To address this, the data flywheel approach was implemented:
- The 70B Llama variant was deployed, and user feedback (satisfactory/unsatisfactory responses) from NVIDIA employees was collected [11:02:00].
- Out of 1,224 data points, 495 were unsatisfactory [11:24:00].
- Nemo Evaluator, using an LLM as a judge, investigated these unsatisfactory responses, identifying that 140 were due to incorrect routing [11:44:00].
- Further manual analysis with subject matter experts confirmed 32 queries were truly due to incorrect routing [11:58:00].
- A ground truth dataset of 685 data points was created, split 60/40 for training/fine-tuning and testing/evaluation [12:09:00].
Remarkably, with just 685 data points, fine-tuning smaller models yielded significant results [12:27:00]. While the 70B variant offered 96% accuracy at 26 seconds latency, the 8B variant initially had 14% accuracy but much lower latency [12:36:00]. After fine-tuning, the 8B model was able to match the 70B variant’s accuracy [13:04:00]. Even the 1B variant achieved 94% accuracy, which is only 2% below the 70B [13:22:00].

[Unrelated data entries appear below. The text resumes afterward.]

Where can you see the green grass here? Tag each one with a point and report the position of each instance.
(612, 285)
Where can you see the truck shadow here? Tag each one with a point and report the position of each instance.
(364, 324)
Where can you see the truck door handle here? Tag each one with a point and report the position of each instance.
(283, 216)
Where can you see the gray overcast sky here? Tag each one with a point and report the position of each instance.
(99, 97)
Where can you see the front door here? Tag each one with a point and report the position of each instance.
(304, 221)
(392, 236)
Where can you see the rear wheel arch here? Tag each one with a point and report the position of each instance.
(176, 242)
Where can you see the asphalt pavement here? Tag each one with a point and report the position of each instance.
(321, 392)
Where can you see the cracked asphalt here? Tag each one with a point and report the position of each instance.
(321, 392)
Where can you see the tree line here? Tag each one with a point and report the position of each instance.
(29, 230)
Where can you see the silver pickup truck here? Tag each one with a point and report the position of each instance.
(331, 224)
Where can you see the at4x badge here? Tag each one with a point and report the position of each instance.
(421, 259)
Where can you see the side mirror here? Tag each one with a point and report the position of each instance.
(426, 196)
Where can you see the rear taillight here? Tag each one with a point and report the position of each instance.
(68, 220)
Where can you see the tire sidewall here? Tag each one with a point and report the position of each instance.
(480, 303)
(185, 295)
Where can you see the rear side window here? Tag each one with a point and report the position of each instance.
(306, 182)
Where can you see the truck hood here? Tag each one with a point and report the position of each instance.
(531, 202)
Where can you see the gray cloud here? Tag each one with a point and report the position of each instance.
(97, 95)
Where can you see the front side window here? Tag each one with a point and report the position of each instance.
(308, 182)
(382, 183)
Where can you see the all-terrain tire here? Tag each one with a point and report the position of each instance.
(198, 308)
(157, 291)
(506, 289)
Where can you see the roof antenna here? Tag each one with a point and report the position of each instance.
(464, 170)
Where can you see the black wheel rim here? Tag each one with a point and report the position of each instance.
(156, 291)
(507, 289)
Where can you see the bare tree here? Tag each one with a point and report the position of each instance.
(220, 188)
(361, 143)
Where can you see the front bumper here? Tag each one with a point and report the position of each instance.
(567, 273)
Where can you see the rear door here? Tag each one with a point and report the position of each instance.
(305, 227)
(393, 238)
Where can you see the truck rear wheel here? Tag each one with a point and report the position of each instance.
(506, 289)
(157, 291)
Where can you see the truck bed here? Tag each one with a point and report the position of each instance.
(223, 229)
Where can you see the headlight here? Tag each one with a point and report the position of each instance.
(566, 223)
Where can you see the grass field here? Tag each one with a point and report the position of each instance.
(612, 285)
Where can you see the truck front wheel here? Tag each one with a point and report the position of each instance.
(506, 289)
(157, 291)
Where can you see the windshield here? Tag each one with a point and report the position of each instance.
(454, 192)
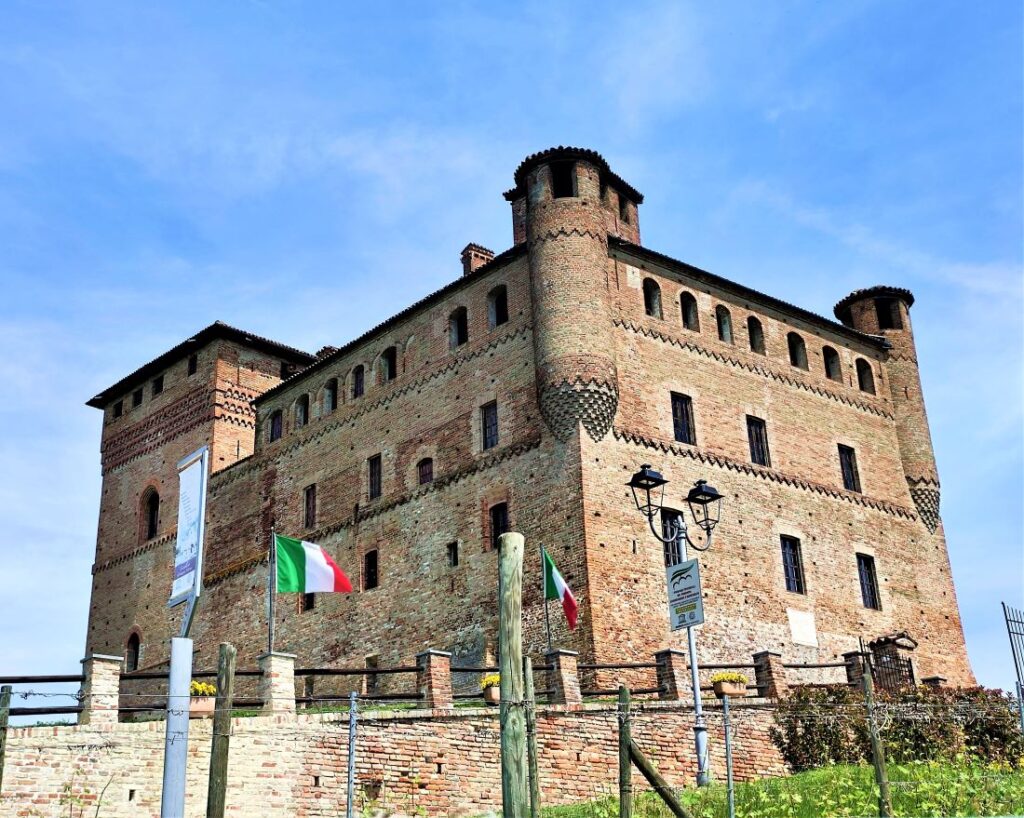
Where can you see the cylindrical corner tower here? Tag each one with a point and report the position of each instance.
(562, 203)
(886, 311)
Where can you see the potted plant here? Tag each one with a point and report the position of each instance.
(491, 684)
(729, 683)
(203, 700)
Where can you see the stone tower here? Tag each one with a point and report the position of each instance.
(886, 311)
(565, 204)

Deploying a smaller model like the 1B variant could lead to 98% savings in inference costs, a 70x model size reduction, and 70x lower latency [13:42:00]. This demonstrates the power of data flywheels in achieving high accuracy with smaller, more efficient models, continuously learning from production logs and knowledge [13:59:00].
Framework for Building Effective Data Flywheels
Building effective data flywheels involves a four-step framework:
-
Monitor User Feedback
- Implement intuitive ways to collect user feedback signals, including explicit and implicit signals [14:48:00].
- Monitor for model drift or inaccuracies in the agentic system [15:08:00].
-
Analyze and Attribute Errors
- Spend time analyzing and attributing errors or model drift to understand why the agent is behaving in a certain way [15:12:00].
- Classify errors, attribute failures, and create ground truth datasets [15:23:00].
-
Plan
- Identify different models and generate synthetic datasets for experimentation [15:34:00].
- Fine-tune models and optimize resources and costs [15:38:00].
-
Execute
- Trigger the data flywheel cycle [15:46:00].
- Set up a regular cadence for tracking accuracy, latency, and performance [15:53:00].
- Manage the end-to-end GenAI Ops pipeline [16:05:00].